三、新舊動能轉換為山東低碳發展奠定了堅實基礎
(一)新舊動能轉換形成的政策體系利于低碳經濟發展。動能轉換與“雙碳”發展戰略相通,同向而行,能夠形成發展合力。動能轉換推出的適應新要求的政策,形成了目標合理、重點明確、相互支撐的政策支持體系。期間出臺的《山東省加強污染源頭防治推進“四減四增”三年行動方案》《關于加快七大高耗能行業高質量發展的實施方案》《山東省低碳發展工作方案》等一系列文件和舉措,為山東低碳發展奠定了堅實基礎。為堅決遏制“兩高”項目盲目發展要求,出臺了《山東省高耗能高排放建設項目碳排放減量替代辦法》,新建“兩高”項目必須嚴格落實“五個減量替代”決策部署,新增碳排放量需由其他途徑落實替代源,替代源的碳排放量按行業確定1.2或1.5的替代比例。作為山東省區域性的政策,新上“兩高”項目的替代源,必須是山東省行政區域內形成的碳排放削減量。對于那些積極技改、不斷提升生產效率的企業來說,這一辦法的出臺不僅不會擠占企業的生存空間,還會進一步提升企業優勢,增強其競爭力。
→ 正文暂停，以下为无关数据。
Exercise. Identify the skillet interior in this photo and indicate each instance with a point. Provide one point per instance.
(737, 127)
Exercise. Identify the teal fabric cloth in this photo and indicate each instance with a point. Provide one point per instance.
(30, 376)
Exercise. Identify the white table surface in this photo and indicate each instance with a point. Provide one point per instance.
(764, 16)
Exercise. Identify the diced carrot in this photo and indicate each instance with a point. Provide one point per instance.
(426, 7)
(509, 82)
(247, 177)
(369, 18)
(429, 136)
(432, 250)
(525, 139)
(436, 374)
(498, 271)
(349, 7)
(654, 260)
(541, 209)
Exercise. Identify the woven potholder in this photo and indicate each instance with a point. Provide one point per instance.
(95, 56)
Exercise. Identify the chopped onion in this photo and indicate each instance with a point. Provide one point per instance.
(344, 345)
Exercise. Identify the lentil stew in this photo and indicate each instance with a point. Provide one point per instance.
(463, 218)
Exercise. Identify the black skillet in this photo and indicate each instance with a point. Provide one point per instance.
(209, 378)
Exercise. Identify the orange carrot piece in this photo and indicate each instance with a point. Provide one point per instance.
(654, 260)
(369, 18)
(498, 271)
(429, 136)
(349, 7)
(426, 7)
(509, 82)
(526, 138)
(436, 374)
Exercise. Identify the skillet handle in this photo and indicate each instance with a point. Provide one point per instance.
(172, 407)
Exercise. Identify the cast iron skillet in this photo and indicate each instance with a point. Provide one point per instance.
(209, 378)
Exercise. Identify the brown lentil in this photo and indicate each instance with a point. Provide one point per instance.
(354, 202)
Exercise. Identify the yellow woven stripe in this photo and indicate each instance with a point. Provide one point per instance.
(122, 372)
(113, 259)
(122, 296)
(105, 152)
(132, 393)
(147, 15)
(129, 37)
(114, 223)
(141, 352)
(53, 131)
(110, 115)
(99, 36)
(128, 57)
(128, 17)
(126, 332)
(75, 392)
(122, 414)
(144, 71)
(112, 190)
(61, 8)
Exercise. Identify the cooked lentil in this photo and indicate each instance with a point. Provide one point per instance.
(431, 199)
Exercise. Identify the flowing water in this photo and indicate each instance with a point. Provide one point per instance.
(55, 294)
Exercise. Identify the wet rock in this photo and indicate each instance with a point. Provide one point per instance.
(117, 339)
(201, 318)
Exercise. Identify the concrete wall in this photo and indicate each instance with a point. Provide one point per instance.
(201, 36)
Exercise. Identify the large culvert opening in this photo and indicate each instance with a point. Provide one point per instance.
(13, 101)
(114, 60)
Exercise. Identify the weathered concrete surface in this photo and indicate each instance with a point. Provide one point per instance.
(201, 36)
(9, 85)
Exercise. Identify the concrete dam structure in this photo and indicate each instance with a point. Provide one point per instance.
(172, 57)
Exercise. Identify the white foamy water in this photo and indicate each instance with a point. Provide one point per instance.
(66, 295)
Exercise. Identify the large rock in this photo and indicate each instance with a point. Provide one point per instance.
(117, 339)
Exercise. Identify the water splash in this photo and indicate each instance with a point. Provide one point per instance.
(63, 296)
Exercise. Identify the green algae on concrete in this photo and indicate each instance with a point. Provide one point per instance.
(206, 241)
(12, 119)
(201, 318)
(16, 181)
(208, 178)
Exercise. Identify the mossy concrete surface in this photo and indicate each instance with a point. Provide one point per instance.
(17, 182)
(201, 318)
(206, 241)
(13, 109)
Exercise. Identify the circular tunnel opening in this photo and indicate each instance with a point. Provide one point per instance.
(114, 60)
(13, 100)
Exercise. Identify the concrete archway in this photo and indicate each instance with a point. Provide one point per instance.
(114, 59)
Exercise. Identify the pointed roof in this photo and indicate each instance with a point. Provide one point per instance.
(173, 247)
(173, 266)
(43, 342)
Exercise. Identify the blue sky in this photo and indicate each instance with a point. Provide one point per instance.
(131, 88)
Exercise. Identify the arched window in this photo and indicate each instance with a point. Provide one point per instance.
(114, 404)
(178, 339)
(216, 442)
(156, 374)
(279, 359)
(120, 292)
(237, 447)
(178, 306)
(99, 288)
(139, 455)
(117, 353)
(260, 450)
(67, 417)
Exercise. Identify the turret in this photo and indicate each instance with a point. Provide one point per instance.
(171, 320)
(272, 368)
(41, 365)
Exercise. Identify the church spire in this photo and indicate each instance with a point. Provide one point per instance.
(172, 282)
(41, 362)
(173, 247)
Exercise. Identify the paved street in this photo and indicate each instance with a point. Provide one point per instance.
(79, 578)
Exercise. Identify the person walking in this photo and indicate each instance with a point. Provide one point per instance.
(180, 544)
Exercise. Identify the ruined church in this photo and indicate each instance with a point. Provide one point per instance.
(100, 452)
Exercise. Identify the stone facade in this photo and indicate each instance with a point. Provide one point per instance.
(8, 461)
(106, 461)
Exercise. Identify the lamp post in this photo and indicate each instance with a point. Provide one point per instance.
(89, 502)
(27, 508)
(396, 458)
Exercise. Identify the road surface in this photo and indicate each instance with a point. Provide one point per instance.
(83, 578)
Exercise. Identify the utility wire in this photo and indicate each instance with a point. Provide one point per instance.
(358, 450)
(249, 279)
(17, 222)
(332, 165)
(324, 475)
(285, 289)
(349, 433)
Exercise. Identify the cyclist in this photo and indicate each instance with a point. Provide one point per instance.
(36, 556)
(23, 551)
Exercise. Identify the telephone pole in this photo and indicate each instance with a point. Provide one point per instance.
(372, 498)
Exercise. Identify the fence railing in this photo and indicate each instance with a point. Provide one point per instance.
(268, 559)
(二)新動能不斷壯大推動了產業結構升級。通過科技創新、招商引資等方式,引進培育新技術、新產品、新業態、新模式,做大“四新”經濟這個增量。2021年,“四新”經濟占山東GDP的比重達到了31.7%,比2017年大幅提高10個百分點。高新技術產業產值占規模以上工業總產值的比重達到46.8%,四年提高11.2%。新動能自帶的低碳屬性,降低了碳排放,“十三五”期間,萬元GDP能耗累計下降20.4%,年均下降4.46%,超額完成17%的下降目標。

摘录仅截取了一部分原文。